Thursday, 27 January 2011

More theatre or being practical?

While the MSM are short stroking themselves into an offence seeking orgasmathon over what a couple of old soccer players said about a female match official (about which I'll probably blog tomorrow) they're missing the opportunity to tell us how important it is in the wake of the Moscow airport bomb that airport security must be made even more ludicrous. They could have been pushing metal detectors in the car parks, fluoroscopes at check in, and the formation of orderly queues to see somebody with a vocabulary of under 100 words in his head and a speculum in his hand, just on the off chance that one or more of your body cavities are rigged to explode.* Frankly we should be grateful to Andy Gray and the other one whose name I forget for providing the perfect distraction. It's also gratifying to see that behind the security theatre there appears to be people ready to make a very hard decision if it came to it.
A man has been arrested after an Etihad Airways flight travelling from Abu Dhabi to London's Heathrow Airport was redirected when a passenger began making threats.

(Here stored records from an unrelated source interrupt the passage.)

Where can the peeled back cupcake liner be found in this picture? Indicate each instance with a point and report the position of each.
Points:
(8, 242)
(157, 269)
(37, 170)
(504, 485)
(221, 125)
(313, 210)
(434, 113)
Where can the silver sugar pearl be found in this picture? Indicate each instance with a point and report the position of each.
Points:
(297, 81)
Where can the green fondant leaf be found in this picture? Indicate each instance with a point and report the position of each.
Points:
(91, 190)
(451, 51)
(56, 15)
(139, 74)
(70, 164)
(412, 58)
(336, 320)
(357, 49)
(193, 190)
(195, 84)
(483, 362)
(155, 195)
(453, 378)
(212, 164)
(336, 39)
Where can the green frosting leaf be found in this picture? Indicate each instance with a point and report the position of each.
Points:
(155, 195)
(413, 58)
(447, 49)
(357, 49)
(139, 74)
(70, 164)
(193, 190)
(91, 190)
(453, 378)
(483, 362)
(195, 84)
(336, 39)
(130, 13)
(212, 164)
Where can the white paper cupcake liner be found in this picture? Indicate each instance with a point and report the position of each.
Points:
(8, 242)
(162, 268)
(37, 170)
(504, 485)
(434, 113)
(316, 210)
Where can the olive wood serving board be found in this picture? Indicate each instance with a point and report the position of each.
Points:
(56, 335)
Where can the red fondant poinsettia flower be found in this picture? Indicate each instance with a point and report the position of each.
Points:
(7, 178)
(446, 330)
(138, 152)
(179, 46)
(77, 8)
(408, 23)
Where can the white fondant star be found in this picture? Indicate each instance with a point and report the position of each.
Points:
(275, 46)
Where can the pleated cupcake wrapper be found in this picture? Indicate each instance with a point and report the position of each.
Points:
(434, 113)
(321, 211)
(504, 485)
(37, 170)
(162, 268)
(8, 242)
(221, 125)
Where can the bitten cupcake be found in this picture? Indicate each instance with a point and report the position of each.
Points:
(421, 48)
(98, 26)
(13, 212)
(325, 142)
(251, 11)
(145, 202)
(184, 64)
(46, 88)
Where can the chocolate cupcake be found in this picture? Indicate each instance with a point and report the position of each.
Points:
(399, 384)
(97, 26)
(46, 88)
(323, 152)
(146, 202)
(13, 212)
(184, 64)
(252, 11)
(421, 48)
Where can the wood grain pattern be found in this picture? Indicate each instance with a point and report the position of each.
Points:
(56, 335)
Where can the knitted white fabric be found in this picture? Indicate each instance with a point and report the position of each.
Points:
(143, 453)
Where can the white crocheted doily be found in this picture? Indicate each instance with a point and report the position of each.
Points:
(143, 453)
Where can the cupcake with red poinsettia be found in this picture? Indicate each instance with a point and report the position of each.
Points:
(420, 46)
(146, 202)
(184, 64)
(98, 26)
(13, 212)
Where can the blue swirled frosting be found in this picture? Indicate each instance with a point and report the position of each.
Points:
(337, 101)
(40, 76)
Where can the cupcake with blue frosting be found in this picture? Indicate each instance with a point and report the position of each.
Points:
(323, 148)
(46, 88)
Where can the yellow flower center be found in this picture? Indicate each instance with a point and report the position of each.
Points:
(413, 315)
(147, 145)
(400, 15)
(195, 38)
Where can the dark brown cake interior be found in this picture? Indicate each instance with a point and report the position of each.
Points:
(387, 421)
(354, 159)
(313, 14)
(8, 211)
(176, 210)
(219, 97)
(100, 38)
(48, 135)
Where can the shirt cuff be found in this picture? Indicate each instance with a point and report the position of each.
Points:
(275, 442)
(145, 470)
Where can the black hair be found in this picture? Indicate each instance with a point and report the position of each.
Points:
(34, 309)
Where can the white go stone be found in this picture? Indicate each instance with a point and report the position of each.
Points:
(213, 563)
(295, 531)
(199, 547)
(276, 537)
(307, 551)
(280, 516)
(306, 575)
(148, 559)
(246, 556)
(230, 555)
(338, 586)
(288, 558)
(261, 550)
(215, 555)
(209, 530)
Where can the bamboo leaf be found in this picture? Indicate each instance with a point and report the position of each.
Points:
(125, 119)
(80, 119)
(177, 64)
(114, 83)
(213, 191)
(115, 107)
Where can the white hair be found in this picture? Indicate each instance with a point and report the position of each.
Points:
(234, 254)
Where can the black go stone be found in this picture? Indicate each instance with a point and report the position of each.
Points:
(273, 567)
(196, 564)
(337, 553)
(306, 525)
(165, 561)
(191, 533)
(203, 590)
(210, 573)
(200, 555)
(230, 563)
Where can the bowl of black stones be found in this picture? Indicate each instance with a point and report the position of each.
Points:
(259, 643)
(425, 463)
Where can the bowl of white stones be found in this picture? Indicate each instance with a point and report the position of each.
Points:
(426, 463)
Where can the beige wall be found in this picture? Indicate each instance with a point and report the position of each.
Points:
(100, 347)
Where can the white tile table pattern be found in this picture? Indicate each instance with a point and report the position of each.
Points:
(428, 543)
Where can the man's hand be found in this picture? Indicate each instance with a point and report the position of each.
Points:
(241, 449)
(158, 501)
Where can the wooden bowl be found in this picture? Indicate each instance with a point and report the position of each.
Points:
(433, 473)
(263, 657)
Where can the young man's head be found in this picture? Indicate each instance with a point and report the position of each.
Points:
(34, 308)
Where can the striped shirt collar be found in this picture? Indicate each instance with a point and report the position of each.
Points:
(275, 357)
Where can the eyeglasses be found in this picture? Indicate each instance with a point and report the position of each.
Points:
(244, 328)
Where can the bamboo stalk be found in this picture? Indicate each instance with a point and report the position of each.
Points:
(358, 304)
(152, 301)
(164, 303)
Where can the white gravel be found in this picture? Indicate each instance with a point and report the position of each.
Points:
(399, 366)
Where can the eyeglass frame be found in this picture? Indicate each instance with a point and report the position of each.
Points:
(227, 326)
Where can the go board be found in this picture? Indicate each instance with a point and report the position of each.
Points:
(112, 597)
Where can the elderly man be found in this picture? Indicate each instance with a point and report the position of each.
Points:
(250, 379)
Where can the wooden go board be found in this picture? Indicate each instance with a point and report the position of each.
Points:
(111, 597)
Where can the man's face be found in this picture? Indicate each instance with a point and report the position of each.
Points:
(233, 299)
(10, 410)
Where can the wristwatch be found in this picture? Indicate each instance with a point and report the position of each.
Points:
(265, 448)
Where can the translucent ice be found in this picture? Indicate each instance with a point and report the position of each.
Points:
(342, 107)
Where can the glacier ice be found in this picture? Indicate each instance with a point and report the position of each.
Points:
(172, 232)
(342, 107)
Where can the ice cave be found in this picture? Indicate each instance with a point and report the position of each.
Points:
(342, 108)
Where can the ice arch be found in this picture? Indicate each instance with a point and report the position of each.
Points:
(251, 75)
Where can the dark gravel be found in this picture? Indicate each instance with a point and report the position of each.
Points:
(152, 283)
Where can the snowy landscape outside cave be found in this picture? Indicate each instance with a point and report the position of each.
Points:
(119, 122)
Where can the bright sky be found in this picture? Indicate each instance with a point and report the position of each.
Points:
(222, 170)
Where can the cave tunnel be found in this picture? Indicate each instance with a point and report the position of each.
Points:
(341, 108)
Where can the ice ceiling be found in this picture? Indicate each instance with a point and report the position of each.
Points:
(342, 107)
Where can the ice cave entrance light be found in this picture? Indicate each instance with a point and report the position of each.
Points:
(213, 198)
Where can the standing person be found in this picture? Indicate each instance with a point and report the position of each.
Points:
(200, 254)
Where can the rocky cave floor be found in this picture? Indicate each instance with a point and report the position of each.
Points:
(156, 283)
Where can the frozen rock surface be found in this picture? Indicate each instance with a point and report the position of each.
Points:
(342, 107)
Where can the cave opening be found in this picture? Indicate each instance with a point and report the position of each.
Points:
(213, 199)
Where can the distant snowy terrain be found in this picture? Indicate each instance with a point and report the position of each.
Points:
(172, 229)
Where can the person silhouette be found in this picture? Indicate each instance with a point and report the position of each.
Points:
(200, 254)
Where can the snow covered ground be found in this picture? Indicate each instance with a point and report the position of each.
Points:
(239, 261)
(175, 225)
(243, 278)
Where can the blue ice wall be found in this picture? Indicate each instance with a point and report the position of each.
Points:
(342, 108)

Two Royal Air Force Typhoon jets were scrambled to accompany the plane as it landed at Stansted Airport, north of London, about noon (UK time) on Monday.
Diverted north to Stansted and a fighter escort? Hmm. Looking at Google Earth and drawing a line (handily these are always Great Circles in Google Earth) from Abu Dhabi to Heathrow, which is apparently where Etihad flys into, I see they get very close to London, and I can well remember sitting in traffic on the A30 just by the airport perimeter and seeing the lights of three or four planes lined up to the east - over south London. Draw the line to Stansted instead and not only do you find it going well to the north of London but also over a much longer section of the English Channel. In other words if you really feel the need to shoot it down you keep it further from the capital and have nearly three times as much water into which to drop it.

Now maybe I'm reading more into things than there really is and going to Stansted is just to annoy the other passengers and because the nearest police station has the cells in the basement and those stairs, oooh, you wouldn't believe the number of times I've nearly come a cropper on them, I'd hate to think what it's like for someone wearing handcuffs, haha. But being terribly cold blooded and practical about it you'd hope that there is a plan of action in place in case someone does manage to take over an airliner and point it at prominent London landmark - David Cameron's forehead, for example.** Because if that's the plan then everybody aboard is dead anyway. They might be breathing and talking and wondering what's going on but their cards would already have been well and truly marked.

Obviously nobody wants to have to shoot down a passenger aircraft, and not least because at the moment the RAF would probably be forced to bounce a cheque for the fucking missile. Hopefully it never happens, but I'm glad that someone appears to have given it some consideration. That's awful but sensible. Now whoever it is, can someone get him to think long and hard about Domodedovo and look at the potential for casualties a similar attack would have in the shoe checking and gonad fondling queues in Heathrow.



* More than normal.
** Or possibly a high value target instead.